Language and culture

Languages, understood as the particular set of speech norms of a particular community, are also a part of the larger culture of the community that speak them. Humans use language as a way of signalling identity with one cultural group and difference from others. Even among speakers of one language several different ways of using the language exist, and each is used to signal affiliation with particular subgroups within a larger culture. Linguists and anthropologists, particularly sociolinguists, ethnolinguists and linguistic anthropologists have specialized in studying how ways of speaking vary between speech communities.

A community's ways of using language is a part of the community's culture, just as other shared practices are, it is way of displaying group identity. Ways of speaking function not only to facilitate communication, but also to identify the social position of the speaker. Linguists use the term varieties, a term that encompasses geographically or socioculturally defined dialects as well as the jargons or styles of subcultures, to refer to the different ways of speaking a language.
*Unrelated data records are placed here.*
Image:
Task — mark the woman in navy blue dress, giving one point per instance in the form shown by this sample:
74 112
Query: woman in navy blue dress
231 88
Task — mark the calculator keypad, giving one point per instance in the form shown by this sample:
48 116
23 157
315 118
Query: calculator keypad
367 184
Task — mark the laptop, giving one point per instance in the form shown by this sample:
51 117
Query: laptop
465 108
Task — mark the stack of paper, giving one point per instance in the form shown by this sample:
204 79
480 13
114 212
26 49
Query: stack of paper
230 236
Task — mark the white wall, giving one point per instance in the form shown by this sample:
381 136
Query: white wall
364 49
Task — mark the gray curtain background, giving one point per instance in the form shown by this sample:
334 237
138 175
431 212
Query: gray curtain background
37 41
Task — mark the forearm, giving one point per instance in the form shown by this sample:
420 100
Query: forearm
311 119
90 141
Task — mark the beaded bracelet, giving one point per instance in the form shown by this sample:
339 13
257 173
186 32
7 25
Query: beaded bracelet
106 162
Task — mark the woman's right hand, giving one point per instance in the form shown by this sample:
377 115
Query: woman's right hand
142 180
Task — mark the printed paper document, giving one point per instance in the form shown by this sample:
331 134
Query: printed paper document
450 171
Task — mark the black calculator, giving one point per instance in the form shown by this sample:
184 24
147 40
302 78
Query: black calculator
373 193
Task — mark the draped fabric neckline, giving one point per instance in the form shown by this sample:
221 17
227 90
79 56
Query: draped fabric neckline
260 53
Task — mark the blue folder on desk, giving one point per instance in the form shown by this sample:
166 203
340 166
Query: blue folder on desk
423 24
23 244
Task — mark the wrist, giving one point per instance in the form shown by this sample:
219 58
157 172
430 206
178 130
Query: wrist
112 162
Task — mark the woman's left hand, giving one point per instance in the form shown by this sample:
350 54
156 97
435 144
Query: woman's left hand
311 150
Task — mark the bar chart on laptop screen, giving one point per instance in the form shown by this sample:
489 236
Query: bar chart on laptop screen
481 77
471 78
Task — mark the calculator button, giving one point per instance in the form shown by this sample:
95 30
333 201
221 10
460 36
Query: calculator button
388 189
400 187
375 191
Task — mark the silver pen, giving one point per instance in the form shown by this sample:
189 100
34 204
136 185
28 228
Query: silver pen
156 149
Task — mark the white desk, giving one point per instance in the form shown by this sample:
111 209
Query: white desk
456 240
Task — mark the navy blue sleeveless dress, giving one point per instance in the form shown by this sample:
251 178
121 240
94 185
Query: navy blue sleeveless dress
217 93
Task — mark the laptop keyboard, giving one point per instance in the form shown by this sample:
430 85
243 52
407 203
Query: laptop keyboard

Linguistic anthropologists and sociologists of language define communicative style as the ways that language is used and understood within a particular culture.[19]

Languages do not differ only in pronunciation, vocabulary or grammar, but also through having different "cultures of speaking". Some cultures for example have elaborate systems of "social deixis", systems of signalling social distance through linguistic means.[20] In English, social deixis is shown mostly though distinguishing between addressing some people by first name and others by surname, but also in titles such as "Mrs.", "boy", "Doctor" or "Your Honor", but in other languages such systems may be highly complex and codified in the entire grammar and vocabulary of the language. For instance, in several languages of east Asia, such as Thai, Burmese and Javanese, different words are used according to whether a speaker is addressing someone of higher or lower rank than oneself in a ranking system with animals and children ranking the lowest and gods and members of royalty as the highest.[20]